Bu durumda Balbay'ı kurtarmak için de öncelikle "hele bir tutukluluğunu kaldırtalım, gerisi kolay" kurnazlığı yürütülüyor...
Bunun yolu da, Balbay'ın "sırf gazetecilik yaptığı için, fikirlerinden dolayı" içeride olduğu "yalanını" elden geldiğince yaymak...
Bu kanaat kamuoyunda bir oluşturulabilse, hem onu kurtarmak kolaylaşacak, hem de halk, hükümetin basına baskı yaptığına ikna edilecek. Bir taşla iki kuş vurulacak.
Yargı, bu alaturka kurnazlığı "yemiyor"... Ne Balbay'ı salıveriyor, ne diğer darbe zanlılarını, ne sivilleri ne paşaları...

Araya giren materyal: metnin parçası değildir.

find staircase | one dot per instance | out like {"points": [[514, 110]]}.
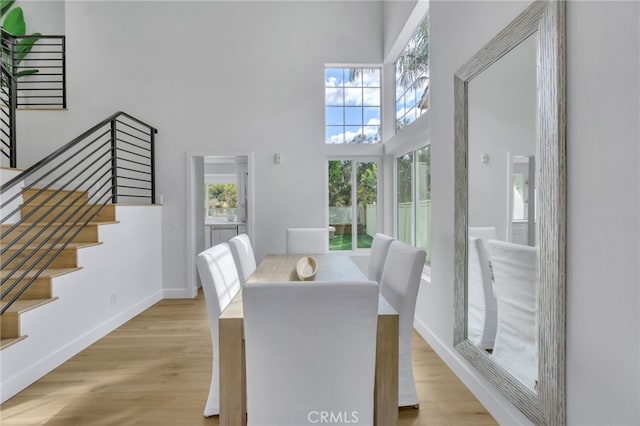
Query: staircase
{"points": [[46, 222]]}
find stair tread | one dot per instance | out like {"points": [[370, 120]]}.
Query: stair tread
{"points": [[5, 343], [47, 224], [47, 273], [47, 246], [21, 306]]}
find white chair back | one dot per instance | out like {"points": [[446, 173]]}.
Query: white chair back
{"points": [[377, 256], [515, 274], [243, 256], [310, 348], [482, 307], [399, 286], [307, 240], [220, 284]]}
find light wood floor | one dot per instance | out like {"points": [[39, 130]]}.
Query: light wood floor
{"points": [[156, 370]]}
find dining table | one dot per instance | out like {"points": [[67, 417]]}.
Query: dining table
{"points": [[282, 267]]}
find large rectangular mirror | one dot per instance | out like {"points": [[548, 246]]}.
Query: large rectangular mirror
{"points": [[510, 211]]}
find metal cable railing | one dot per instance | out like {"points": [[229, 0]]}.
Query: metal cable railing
{"points": [[40, 74], [45, 207], [8, 100]]}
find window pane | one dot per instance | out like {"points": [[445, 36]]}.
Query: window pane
{"points": [[353, 116], [333, 77], [334, 97], [412, 71], [353, 134], [372, 134], [335, 134], [340, 211], [423, 207], [405, 198], [334, 116], [371, 97], [353, 96], [349, 89], [222, 199], [367, 194], [372, 116]]}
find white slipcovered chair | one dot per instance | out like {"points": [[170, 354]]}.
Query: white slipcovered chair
{"points": [[220, 284], [307, 240], [399, 286], [379, 250], [243, 255], [482, 307], [515, 275], [310, 348]]}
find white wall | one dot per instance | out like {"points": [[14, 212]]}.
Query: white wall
{"points": [[132, 57], [91, 302], [603, 313], [43, 16], [211, 76]]}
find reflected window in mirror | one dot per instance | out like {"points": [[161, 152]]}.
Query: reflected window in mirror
{"points": [[412, 77], [502, 278], [510, 186], [413, 199]]}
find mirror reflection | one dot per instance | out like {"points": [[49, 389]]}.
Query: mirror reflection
{"points": [[502, 249]]}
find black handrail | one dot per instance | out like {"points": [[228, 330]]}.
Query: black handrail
{"points": [[8, 101], [111, 162]]}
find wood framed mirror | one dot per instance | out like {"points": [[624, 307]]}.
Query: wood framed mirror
{"points": [[510, 213]]}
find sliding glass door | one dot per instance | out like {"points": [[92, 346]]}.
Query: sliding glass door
{"points": [[353, 203]]}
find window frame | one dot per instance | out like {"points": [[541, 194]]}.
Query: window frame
{"points": [[410, 87], [344, 106], [414, 192]]}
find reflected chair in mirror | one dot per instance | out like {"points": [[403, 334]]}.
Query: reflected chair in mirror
{"points": [[399, 286], [515, 347], [310, 349], [307, 240], [220, 284], [243, 255], [485, 233], [377, 256], [482, 309]]}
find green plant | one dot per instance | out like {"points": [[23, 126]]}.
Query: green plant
{"points": [[13, 23]]}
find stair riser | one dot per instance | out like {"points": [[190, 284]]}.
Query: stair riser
{"points": [[10, 326], [107, 214], [66, 259], [39, 289], [88, 234], [81, 196]]}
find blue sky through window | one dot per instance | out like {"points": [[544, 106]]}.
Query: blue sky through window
{"points": [[352, 105]]}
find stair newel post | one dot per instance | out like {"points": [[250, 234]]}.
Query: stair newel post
{"points": [[152, 159], [13, 100], [114, 162]]}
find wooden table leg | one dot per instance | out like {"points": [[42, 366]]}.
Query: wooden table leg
{"points": [[386, 384], [233, 403]]}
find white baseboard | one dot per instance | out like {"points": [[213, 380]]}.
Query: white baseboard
{"points": [[35, 371], [499, 407], [179, 293]]}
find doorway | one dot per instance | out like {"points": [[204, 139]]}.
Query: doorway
{"points": [[220, 203]]}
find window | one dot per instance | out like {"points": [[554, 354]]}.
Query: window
{"points": [[352, 105], [412, 77], [413, 199], [353, 203], [221, 199]]}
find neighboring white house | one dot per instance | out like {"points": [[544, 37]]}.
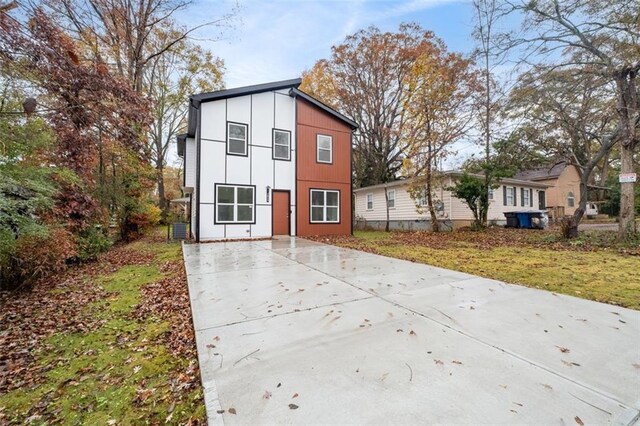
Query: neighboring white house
{"points": [[408, 213]]}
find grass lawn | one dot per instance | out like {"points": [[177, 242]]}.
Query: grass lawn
{"points": [[592, 267], [106, 343]]}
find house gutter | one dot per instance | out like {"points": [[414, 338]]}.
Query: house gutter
{"points": [[196, 106]]}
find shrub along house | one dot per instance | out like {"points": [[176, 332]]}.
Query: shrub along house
{"points": [[266, 160], [406, 212]]}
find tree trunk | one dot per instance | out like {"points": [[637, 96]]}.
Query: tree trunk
{"points": [[626, 225], [435, 225], [628, 116], [162, 201], [386, 201]]}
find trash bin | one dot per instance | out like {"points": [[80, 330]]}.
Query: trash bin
{"points": [[539, 219], [512, 219]]}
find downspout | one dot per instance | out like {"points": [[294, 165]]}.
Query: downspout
{"points": [[198, 149], [292, 93], [351, 179]]}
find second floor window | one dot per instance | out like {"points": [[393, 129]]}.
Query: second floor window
{"points": [[236, 139], [324, 149], [281, 144]]}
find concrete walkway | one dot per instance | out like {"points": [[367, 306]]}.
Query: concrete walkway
{"points": [[296, 332]]}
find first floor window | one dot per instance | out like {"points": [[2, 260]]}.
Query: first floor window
{"points": [[236, 139], [526, 197], [511, 196], [422, 198], [324, 149], [391, 199], [325, 206], [235, 204], [281, 144]]}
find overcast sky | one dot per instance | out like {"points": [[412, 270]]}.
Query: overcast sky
{"points": [[277, 40]]}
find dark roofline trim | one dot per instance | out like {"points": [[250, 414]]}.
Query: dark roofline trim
{"points": [[246, 90], [296, 92]]}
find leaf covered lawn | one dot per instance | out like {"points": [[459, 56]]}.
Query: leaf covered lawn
{"points": [[592, 267], [106, 343]]}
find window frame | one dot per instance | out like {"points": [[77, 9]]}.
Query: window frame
{"points": [[511, 190], [273, 144], [235, 204], [246, 139], [389, 199], [318, 136], [324, 206], [526, 200], [422, 200]]}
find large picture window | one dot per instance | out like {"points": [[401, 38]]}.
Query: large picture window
{"points": [[235, 204], [325, 206], [324, 149], [236, 139]]}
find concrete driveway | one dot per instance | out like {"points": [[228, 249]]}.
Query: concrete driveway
{"points": [[296, 332]]}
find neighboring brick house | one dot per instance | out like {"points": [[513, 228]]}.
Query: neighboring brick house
{"points": [[406, 212], [563, 179], [266, 160]]}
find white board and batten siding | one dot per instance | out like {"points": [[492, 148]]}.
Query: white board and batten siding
{"points": [[261, 112]]}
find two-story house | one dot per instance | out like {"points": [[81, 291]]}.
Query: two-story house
{"points": [[266, 160]]}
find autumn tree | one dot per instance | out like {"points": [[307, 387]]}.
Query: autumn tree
{"points": [[570, 114], [98, 120], [597, 37], [367, 79], [122, 31], [439, 111], [169, 80], [489, 55]]}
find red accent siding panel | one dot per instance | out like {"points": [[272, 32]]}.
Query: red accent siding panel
{"points": [[312, 121]]}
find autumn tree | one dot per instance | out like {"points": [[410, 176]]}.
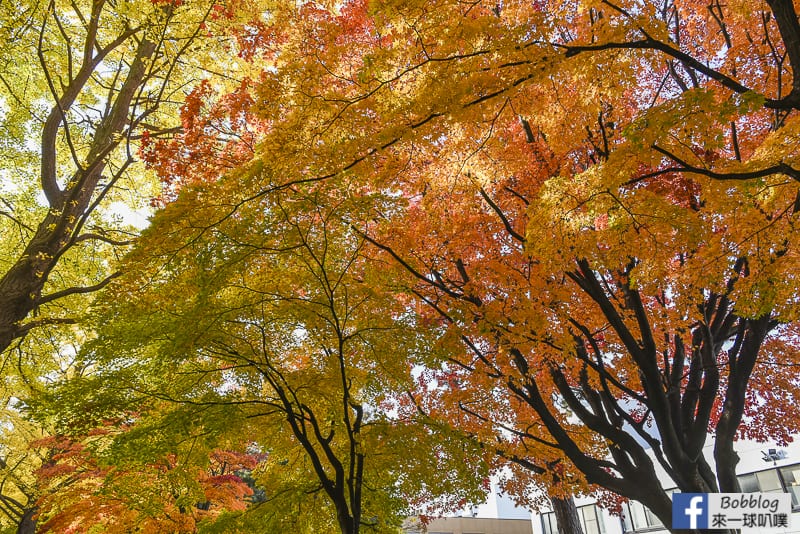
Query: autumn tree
{"points": [[82, 490], [272, 324], [601, 206], [81, 83]]}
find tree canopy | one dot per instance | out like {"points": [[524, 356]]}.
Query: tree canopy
{"points": [[560, 234]]}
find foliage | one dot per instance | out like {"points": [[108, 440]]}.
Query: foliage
{"points": [[600, 205], [573, 222], [81, 492], [273, 324]]}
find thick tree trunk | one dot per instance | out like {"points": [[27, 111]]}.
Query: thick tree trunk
{"points": [[27, 525], [566, 515]]}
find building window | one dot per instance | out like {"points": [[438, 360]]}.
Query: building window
{"points": [[791, 480], [777, 480], [761, 482], [549, 525], [591, 520], [636, 516]]}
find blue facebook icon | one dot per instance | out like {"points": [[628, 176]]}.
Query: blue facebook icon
{"points": [[689, 510]]}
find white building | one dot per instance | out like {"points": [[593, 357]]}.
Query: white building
{"points": [[764, 468]]}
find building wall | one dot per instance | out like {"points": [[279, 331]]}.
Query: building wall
{"points": [[477, 525], [755, 474]]}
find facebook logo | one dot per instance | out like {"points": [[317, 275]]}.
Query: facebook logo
{"points": [[689, 510]]}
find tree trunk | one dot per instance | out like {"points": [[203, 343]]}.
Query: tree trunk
{"points": [[27, 525], [566, 515]]}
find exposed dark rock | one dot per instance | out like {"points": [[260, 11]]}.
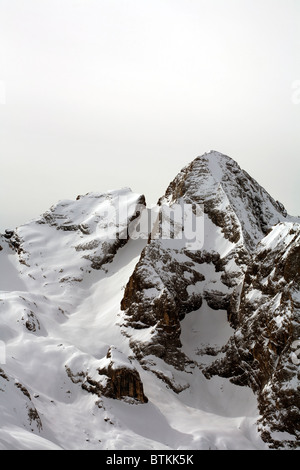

Bunlar serbest bırakılırlarsa "delilleri karartmaları" tehlikesi elbette yok ama "kaçma" ihtimalleri fazlasıyla var. Yurt dışına çıkış yasağı ne Cem Uzan için işledi, ne soluğu Rusya'da alan bazı paşalar için. Yolunu bulan tüyebiliyor.
Ondan sonra işin yoksa otur bekle, Putin onları geri versin!
Tutukluluk bu nedenle sürüyor.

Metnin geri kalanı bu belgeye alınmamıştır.